Je songeai alors que certains des voyages astraux que j’avais faits m’avaient valu de connaître une certaine unité avec le cosmos. Mais jamais je ne m’étais senti en harmonie avec les gens alors que j’étais complètement éveillé, et assis au beau milieu d’un restaurant de surcroît.

« Non, répondis-je enfin à Leslie. Enfin, rien qui ressemble à ceci », ajoutai-je tandis que je remontais le fil de mes souvenirs, aussi loin que je le pouvais, cherchant un lien, même filandreux, à toutes les personnes que j’avais connues et qui aurait sous-tendu ce qui semblait être nos différences.

Pye avait dit que tous, nous ne faisions qu’un et je songeai qu’il devenait dès lors difficile de critiquer et de juger nos semblables alors même que ceux-ci n’étaient autres que nous-mêmes. J’en vins à la conclusion que le besoin de juger devenait tout à fait inutile dès lors qu’on comprenait autrui.

Un … Ainsi, ne devions-nous pas voir, dans tout étranger, l’enfant que nous avions été ou l’âme sage qu’il nous restait à devenir ? Je compris enfin qu’une concentration de curiosité intime nous unissait les uns aux autres, et qu’une joie paisible et silencieuse nous animait devant ce pouvoir que nous avions de bâtir des vies et des aventures, devant notre soif de savoir. Inconnus et superstars, malfaiteurs et policiers, avocats, terroristes, musiciens, nous ne faisions qu’un.

La douce compréhension qui nous avait envahis, Leslie et moi, nous habitait toujours comme nous poursuivions notre conversation, que j’entrecoupais d’autres réflexions, songeant que jamais nos connaissances ne s’altéraient, mais que c’était plutôt la conscience que nous avions de celles-ci qui changeait. Ainsi, c’était toujours notre conscience qu’il nous était donné de voir, mais une fois levé le voile de cette conscience, oh ! comme les choses prenaient alors une tout autre allure ! Tous, nous n’étions que des reflets, des miroirs vivants les uns des autres.

« J’ai l’impression qu’il nous est arrivé bien plus que nous ne le constatons, me fit observer Leslie à un certain moment.

— Quant à moi, lui dis-je, je me sens comme si je roulais à bord d’un train et que je suis occupé à regarder les voies qui ne cessent de changer. Mais où allons-nous ? »

Dehors, la nuit était tombée sans même que nous nous en apercevions. Leslie et moi, nous nous sentions comme des amants qui se retrouvent au paradis. Nous étions les mêmes, mais nous avions vu ce que nous avions été et avions eu un aperçu de ce qui pouvait advenir de nous dans des vies qu’il nous restait encore à connaître.

Notre repas terminé, c’est en nous tenant par la taille que nous sortîmes dans la nuit pour pénétrer plus avant dans la ville.

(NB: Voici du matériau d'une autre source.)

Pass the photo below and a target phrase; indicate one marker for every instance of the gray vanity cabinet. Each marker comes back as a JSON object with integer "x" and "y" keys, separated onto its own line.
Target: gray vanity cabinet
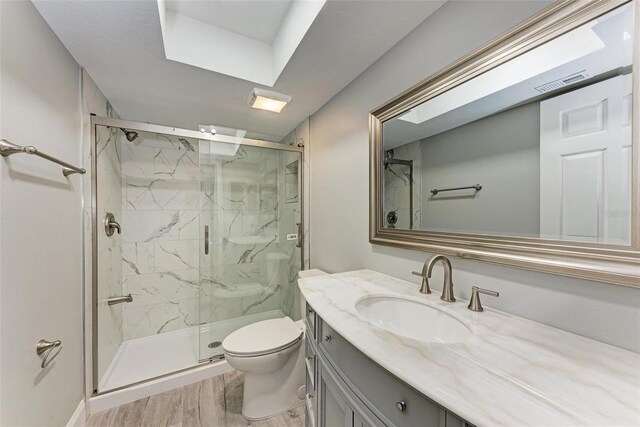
{"x": 346, "y": 389}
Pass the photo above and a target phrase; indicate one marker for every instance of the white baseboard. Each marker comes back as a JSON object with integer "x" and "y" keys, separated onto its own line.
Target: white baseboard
{"x": 79, "y": 417}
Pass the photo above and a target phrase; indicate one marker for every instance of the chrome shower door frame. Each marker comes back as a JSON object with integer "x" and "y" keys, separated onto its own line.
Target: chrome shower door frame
{"x": 96, "y": 223}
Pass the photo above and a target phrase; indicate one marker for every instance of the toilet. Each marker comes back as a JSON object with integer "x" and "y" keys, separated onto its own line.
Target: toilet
{"x": 271, "y": 355}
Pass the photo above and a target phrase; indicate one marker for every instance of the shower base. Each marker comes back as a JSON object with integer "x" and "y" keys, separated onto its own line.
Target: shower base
{"x": 154, "y": 356}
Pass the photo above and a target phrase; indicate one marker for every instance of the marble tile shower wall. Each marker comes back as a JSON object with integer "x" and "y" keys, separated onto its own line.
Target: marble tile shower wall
{"x": 300, "y": 136}
{"x": 290, "y": 202}
{"x": 396, "y": 186}
{"x": 160, "y": 225}
{"x": 243, "y": 206}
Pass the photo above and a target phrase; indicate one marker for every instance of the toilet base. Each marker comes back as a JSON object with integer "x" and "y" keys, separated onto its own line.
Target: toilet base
{"x": 266, "y": 395}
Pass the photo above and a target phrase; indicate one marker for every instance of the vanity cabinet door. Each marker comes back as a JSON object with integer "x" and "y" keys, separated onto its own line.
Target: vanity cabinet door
{"x": 334, "y": 409}
{"x": 311, "y": 365}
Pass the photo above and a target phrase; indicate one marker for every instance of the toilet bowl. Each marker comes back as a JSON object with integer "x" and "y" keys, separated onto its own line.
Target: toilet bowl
{"x": 271, "y": 355}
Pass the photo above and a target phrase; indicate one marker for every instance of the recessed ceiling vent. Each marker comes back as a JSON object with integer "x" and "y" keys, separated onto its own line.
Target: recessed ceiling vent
{"x": 565, "y": 81}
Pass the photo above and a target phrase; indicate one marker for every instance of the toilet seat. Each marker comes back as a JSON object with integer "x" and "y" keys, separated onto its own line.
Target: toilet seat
{"x": 262, "y": 338}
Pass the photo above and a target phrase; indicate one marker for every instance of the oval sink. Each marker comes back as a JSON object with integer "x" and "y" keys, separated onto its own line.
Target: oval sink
{"x": 412, "y": 319}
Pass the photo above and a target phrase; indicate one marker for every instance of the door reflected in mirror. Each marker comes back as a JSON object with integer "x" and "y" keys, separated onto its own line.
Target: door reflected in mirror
{"x": 540, "y": 146}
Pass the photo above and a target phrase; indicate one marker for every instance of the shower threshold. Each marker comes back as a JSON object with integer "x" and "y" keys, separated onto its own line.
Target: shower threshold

Je regardai les voitures qui filaient dans toutes les directions. Un garçonnet nous contourna gracieusement sur sa planche à roulettes et nous croisâmes ensuite un jeune homme et une jeune femme enveloppés dans leur amour naissant. Tous, nous allions à la rencontre de nos choix de l’instant, de la soirée, de cette vie.